Ces manifestations sont semblables aux
premières, mais cette fois il y a des traces sur le sol, des évidences
physiques mesurables après coup. La végétation aura été fréquemment
aplatie, retournée et, dans quelques cas, brûlée. Des branches d'arbres
auront été cassées, de la radioactivité sera anormalement élevée dans
l'entourage immédiat de la manifestation; l'aiguille d'une boussole
s'affolera indiquant une perturbation du champ magnétique ambiant. Des
objets inanimés, tels des voitures, tomberont en panne. Le moteur cale,
la radio s'arrête, les phares s'éteignent et une chaleur intense pourra
envahir l'habitacle.
Au début, seulement les moteurs à explosion
semblaient être affectés par la présence d'OVNI mais nous possédons
plusieurs cas bien enquêtés de nos jours, provenant de partout dans le
monde, où des moteurs Diesel (injection-compression) ont subi le même
sort.
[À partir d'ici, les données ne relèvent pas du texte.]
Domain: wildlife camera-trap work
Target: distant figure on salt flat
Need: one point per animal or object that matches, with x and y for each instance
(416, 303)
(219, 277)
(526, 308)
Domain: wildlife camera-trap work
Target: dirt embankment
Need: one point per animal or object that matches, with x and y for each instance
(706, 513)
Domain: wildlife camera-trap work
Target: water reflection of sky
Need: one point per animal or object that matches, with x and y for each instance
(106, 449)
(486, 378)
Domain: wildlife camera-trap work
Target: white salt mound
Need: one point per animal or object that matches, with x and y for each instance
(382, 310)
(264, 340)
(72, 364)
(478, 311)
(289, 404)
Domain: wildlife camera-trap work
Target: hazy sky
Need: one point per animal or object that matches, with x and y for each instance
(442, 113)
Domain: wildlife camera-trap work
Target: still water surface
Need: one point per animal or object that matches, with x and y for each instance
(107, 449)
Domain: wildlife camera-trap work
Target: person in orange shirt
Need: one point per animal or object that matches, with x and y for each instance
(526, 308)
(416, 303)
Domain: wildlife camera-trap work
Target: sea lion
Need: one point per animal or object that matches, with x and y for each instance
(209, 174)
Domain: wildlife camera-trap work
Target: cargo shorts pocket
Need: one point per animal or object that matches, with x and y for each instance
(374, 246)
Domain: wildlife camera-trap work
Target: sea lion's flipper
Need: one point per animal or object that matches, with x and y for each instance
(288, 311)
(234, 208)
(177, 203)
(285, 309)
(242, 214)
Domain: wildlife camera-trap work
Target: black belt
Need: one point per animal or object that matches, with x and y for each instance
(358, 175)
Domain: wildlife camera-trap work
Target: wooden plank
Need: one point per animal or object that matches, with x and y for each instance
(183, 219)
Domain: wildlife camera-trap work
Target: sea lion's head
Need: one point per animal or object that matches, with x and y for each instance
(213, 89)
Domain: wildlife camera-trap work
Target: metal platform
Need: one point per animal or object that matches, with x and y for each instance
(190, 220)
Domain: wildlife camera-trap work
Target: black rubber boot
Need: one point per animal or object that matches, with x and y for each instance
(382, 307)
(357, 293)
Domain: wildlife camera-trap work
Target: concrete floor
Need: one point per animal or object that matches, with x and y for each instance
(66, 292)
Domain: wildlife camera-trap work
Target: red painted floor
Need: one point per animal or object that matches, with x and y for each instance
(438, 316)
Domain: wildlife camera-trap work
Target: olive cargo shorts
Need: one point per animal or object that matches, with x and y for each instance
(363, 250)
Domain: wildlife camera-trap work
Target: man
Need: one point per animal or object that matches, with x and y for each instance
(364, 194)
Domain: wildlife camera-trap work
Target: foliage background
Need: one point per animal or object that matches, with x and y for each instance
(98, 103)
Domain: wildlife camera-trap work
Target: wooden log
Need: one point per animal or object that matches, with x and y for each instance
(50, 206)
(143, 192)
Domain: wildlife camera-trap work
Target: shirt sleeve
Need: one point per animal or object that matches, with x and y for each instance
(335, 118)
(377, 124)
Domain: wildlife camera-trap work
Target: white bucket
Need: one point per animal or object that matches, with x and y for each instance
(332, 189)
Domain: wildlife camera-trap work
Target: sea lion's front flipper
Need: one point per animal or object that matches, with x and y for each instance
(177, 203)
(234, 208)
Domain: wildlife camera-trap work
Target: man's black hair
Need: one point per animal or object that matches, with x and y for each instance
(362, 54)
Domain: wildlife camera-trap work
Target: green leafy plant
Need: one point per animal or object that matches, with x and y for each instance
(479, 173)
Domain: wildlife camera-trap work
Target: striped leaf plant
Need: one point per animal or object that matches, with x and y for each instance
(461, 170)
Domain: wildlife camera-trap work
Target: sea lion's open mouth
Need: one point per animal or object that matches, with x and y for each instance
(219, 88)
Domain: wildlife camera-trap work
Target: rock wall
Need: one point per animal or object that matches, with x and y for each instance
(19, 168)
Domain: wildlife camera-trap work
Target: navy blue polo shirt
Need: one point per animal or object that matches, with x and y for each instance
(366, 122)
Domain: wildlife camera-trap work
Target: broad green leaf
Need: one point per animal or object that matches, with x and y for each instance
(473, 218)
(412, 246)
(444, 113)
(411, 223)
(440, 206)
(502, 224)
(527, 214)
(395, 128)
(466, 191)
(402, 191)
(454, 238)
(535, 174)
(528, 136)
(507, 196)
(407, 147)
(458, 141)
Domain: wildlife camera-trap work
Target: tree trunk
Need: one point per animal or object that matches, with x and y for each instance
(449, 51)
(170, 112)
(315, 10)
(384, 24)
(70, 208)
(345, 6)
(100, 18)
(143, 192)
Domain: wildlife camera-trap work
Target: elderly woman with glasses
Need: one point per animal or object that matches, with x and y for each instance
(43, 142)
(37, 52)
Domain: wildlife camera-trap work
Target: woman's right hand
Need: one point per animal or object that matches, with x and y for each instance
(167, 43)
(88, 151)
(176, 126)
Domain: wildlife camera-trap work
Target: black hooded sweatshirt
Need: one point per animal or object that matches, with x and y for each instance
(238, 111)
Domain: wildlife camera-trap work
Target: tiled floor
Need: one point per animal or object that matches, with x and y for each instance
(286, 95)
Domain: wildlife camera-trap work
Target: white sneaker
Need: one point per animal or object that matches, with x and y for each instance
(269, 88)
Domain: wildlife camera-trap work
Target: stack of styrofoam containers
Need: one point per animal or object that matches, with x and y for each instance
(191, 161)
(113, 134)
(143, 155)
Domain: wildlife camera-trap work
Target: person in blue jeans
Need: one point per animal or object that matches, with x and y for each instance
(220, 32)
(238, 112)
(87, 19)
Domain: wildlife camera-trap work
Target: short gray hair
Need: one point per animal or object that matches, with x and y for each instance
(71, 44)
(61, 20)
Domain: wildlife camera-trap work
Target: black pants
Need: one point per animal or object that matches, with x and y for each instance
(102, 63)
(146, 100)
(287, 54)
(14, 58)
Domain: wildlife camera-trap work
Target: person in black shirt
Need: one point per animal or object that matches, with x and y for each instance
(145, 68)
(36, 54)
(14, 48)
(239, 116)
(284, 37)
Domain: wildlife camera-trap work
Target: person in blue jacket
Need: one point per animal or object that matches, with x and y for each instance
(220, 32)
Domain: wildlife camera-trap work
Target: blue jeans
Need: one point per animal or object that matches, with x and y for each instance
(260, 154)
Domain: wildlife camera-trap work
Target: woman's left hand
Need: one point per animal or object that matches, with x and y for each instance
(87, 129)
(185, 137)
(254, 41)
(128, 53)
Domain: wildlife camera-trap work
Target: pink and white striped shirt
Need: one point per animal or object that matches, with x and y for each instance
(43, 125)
De plus, les insectes semblent particulièrement sensibles à la
présence d'un OVNI. Leurs chants cessent subitement lorsque l'OVNI se
manifeste, et reprennent aussitôt après son départ...
Encore ici, la
distance étalon établit demeure à moins de 150 mètres du témoin, au-delà
de cette distance, nous parlons d'une Rencontre Éloignée du Deuxième
Type (RE II).
Exemples
de RR2: Langenburg en 1974 Nort-sur-Erdre (C) en 1987 Voreppe
(M) en 1998
Les Rencontres Rapprochées
du Troisième Type (RRIII)
Les Rencontres
Rapprochées du 3ème type (Close Encounters of the 3rd kind ou CE3) 1
représentent dans le système de classement de Hynek une RR1 ou une RR2
dont on peut voir les occupants. Une variation des RR3 sont les
enlèvements, ou RR4.
Ce sont les
rapports mentionnant la présence d'entités d'apparence humanoïde, très
souvent, dont le comportement donne à penser qu'ils sont les pilotes des
OVNI. Toutefois, plusieurs notifications rapportent la présence de ces
entités sans qu'il y ait simultanément un OVNI dans les parages? Voilà
sans doute pourquoi l'expression humanoïdes ou entités intelligentes non
humaines est plus appropriée puisque rien n'indique leur origine, i.e.
extraterrestre.
Il va de soi qu'il s'agit ici d'une hypothèse intéressante qu'il
faut envisager, au même titre que n'importe quelle autre, mais elle ne
doit pas demeurer la seule, car elle n'est certainement pas la
meilleure, surtout depuis les avancés récents en matière de la physique
quantique, de la physique des cordes, des trous noirs, des univers
multiples, dits aussi parallèles (hypothèses en accord avec la physique
proposées par Andrei D. SAKHAROV et Stephen W. HAWKING et de nombreux
autres).
Encore
ici, la distance étalon demeure, par convention établie, à moins de 150
mètres du témoin; au-delà de cette distance, nous parlons d'une
Rencontre Éloignée du Troisième Type (RE III).
Exemples de RR3:
Flatwoods en 1952 Quarouble en 1954 Chabeuil en 1954 Villas Boas en 1957
John Flaxton en 1963 Wilcox en 1964 Socorro en 1964
Sans engin:
Normalement, les RR3 impliquent la présence d'un engin assimilé à
l'ovni. Cependant il existe des cas qualifiés de RR3 mais où aucun engin
n'est apperçu aux côtés du personnage.
Exemples
de RR3 sans engin:
Houston en
1953
LES CAS DE
DÉTECTION RADAR OU RADAR-OPTIQUE (RO)
Les cas Radar-Optique ou Radar-Visuels
(Radar Visual), représentent dans le système de classement de Hynek un
ovni observé simultanément à l'oeil nu et au radar, avec une bonne
concordance entre les témoignages. Ces cas impliquent une "preuve"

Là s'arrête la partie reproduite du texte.